| |
Constipation-predominant IBS
Irritable bowel syndrome (IBS) is
a common disorder of the intestines where patients suffer
with symptoms such as cramping abdominal pain, bloating,
flatulence and change in bowel habit - all suggestive
of a chronic bowel flora infection (see The Unhealthy
Human Bowel Flora). Those with constipation-predominant
IBS (difficult or infrequent bowel movements) typically
suffer bloating especially after meals, abdominal pains
at times, tiredness, nausea, gas, reflux and in some situations
headaches. The problem is known not to be caused by lack
of fibre in the diet, inactivity or lack of water intake.

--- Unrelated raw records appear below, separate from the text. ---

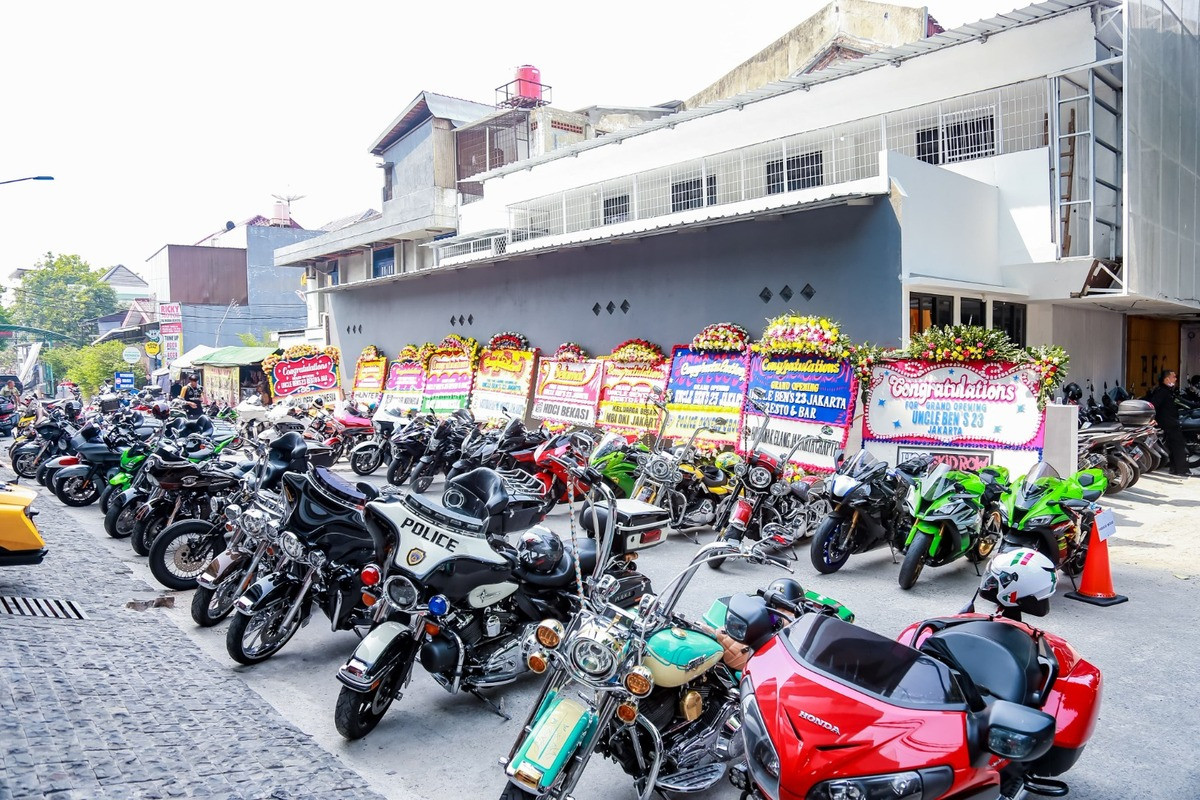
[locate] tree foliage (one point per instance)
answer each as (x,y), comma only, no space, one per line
(60,294)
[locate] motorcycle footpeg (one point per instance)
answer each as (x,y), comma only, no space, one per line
(694,780)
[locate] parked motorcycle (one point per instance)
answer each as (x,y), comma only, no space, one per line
(868,509)
(463,601)
(955,515)
(646,689)
(961,707)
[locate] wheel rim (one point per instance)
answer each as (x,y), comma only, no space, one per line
(263,633)
(186,557)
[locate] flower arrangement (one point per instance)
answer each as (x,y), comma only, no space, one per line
(1050,362)
(639,352)
(796,335)
(508,341)
(963,343)
(570,352)
(721,337)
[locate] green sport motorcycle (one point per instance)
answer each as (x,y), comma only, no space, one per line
(647,689)
(957,513)
(1053,515)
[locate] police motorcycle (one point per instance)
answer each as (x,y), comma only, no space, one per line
(463,601)
(646,687)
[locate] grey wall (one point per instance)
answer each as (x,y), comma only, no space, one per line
(675,283)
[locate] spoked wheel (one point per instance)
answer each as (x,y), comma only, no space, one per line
(831,547)
(915,560)
(253,638)
(400,469)
(181,551)
(210,606)
(359,713)
(78,492)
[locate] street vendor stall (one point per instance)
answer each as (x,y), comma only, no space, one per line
(233,373)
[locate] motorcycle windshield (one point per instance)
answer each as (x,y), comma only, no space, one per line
(937,483)
(871,663)
(859,464)
(610,444)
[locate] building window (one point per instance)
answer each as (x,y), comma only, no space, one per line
(928,311)
(959,137)
(616,209)
(971,312)
(1009,317)
(689,194)
(803,172)
(383,262)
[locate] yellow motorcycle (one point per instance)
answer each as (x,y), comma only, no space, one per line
(19,541)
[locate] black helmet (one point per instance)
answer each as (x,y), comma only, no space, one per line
(786,588)
(539,551)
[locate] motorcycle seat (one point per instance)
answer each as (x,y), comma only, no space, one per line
(1001,659)
(563,572)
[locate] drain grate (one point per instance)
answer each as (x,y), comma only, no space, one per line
(41,607)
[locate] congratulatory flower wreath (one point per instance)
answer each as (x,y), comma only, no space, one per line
(796,335)
(639,352)
(508,341)
(721,337)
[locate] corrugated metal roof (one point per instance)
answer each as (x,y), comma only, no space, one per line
(892,55)
(427,104)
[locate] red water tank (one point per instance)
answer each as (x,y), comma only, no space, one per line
(529,82)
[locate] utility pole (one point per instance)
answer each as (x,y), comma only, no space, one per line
(233,304)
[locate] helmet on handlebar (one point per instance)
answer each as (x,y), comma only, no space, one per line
(539,549)
(1023,578)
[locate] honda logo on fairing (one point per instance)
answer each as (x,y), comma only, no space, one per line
(819,721)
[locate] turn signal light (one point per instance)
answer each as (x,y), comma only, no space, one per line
(538,661)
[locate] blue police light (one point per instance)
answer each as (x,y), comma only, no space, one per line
(438,605)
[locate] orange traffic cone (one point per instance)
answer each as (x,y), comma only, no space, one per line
(1096,585)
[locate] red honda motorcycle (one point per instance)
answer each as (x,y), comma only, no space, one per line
(971,707)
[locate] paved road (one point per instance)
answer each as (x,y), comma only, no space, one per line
(435,745)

However, many lay-people will advise the suffering patient
to increase exercise levels and to drink more water in
spite of the fact that this rarely helps. In those with
mild constipation, increase of fibre intake can improve
some symptoms, the fibre acting as a drug, but can worsen
symptoms in others, particularly aggravating bloating.

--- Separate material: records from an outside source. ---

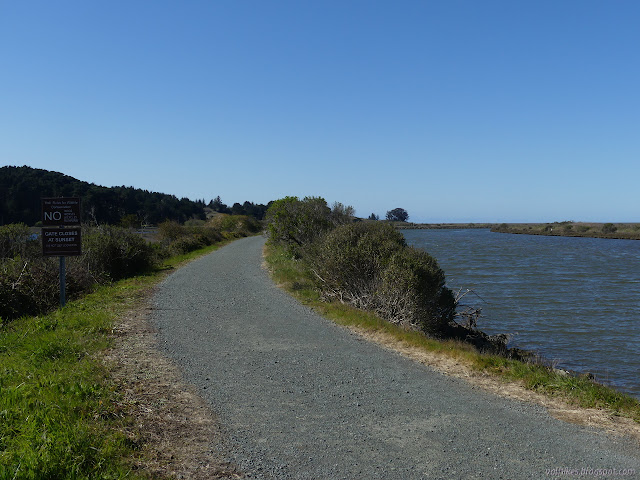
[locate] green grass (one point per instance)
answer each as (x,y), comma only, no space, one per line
(60,414)
(294,277)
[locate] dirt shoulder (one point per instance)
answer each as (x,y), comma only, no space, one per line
(557,408)
(177,432)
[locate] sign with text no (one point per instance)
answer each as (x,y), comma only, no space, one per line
(61,242)
(61,211)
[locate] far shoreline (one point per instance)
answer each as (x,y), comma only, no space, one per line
(617,231)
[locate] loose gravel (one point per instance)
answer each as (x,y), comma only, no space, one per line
(300,397)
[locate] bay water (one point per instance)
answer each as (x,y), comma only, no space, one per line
(575,301)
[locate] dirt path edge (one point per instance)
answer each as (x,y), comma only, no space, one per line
(178,434)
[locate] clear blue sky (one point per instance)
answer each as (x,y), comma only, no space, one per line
(456,110)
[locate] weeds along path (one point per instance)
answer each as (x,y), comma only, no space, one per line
(299,397)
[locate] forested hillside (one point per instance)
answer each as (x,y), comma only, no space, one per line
(21,189)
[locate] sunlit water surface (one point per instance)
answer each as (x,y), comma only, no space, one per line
(575,301)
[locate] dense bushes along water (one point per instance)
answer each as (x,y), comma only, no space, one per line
(364,264)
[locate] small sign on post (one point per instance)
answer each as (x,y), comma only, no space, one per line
(61,212)
(61,242)
(57,240)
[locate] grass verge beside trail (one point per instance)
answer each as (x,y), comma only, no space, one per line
(581,391)
(60,413)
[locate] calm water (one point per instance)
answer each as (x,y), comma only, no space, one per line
(576,301)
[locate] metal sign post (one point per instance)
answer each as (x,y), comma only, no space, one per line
(65,239)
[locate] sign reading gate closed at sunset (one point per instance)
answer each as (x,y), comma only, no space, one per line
(61,211)
(64,237)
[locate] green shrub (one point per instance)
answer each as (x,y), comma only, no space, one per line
(115,252)
(296,223)
(28,286)
(169,231)
(369,266)
(413,292)
(15,239)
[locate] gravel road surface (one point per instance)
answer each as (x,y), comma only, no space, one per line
(299,397)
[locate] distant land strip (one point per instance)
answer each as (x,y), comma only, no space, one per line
(625,231)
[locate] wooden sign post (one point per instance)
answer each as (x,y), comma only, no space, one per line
(65,239)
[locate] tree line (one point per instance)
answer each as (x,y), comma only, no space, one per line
(21,189)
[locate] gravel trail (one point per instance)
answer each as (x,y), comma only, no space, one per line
(299,397)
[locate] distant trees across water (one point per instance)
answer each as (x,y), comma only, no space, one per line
(21,189)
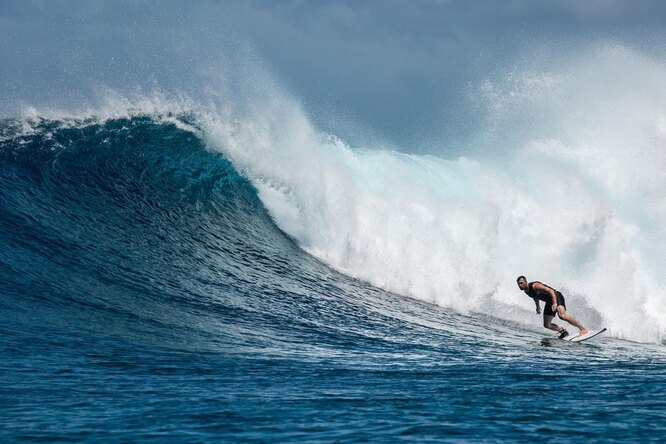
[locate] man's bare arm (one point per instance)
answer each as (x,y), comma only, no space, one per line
(543,289)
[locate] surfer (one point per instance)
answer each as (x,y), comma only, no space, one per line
(554,303)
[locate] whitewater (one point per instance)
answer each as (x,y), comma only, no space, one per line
(217,267)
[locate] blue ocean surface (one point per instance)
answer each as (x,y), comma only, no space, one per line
(148,295)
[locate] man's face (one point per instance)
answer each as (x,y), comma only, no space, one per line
(522,284)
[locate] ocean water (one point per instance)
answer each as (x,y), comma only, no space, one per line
(169,277)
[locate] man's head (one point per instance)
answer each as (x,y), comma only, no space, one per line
(522,282)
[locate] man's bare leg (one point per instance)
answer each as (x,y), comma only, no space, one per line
(547,322)
(562,313)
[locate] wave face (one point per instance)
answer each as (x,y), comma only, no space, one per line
(154,287)
(555,190)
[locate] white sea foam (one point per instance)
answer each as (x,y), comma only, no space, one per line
(577,200)
(570,189)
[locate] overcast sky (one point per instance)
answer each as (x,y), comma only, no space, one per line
(399,69)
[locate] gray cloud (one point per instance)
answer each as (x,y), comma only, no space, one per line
(399,70)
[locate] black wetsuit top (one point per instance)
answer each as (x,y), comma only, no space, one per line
(545,297)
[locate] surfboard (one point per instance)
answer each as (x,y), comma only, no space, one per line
(589,335)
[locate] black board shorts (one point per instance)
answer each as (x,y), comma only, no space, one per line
(548,311)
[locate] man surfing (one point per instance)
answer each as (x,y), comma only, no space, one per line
(554,303)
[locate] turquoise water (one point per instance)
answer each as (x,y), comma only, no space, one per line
(147,295)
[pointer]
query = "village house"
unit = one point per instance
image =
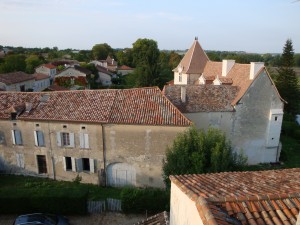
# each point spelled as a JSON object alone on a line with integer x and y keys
{"x": 47, "y": 69}
{"x": 42, "y": 82}
{"x": 113, "y": 137}
{"x": 240, "y": 99}
{"x": 236, "y": 198}
{"x": 17, "y": 81}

From accumulating evidence it is most likely that constipation
is acquired as a bacterial infection of the bowel flora
with the most likely culprit being a clostridium. The
reasoning behind this takes into account the fact that
constipation is a chronic, often hospital-acquired problem,
eg. 10% of patients after a hysterectomy,14,
15
that improves significantly with the use of anti-clostridial
agents such as vancomycin,16,
17
and can be reversed to normality after removing the infected
constipated flora and replacement with an HPI.18,
19
The PTRC is not aiming to treat mild or moderate forms
of constipation but rather focuses on those patients in
whom currently available standard therapy such as fibre,
paraffin oil, motility stimulants, and other measures
have failed to give the patient adequate relief. Several
laxatives cause the bowel to become 'black' called pseudomelanosis
and patients can develop insensitivity or become resistant
to these medications over time. Hence, HPI offers a therapy
of last resort to patients where other therapies for constipation
have been ineffective or where symptoms continue in spite
of treatment.
On the basis that constipation is
an infection of the bowel flora with a 'yet-to-be-described'
clostridial bacterium, which also appears to have spores,
a course of vancomycin can dramatically improve the
constipation 16, 17
but is unable to cure the infection except on rare occasions.17
HPIs can be carried out in several ways. Most commonly
a short course of antibiotics is given to reduce the
bacterial load in the bowel and the mucosal surfaces
of the bowel, then the flora is removed by a lavage
solution consumed by the patient similar to that carried
out prior to colonoscopy. The bowel flora is then replaced
by a series of enemas so implanting new bacteria to
eradicate the presumed clostridial spores by the incoming
flora - which is known to eradicate C. difficile spores.6,
7
This treatment has major advantages over laxative therapies
because it can be curative and also alleviate other
motor, fermentative and peristalsis abnormalities such
as slow gastric emptying, reflux, bloating, nausea,
dysphagia and in some patients, chronic tiredness.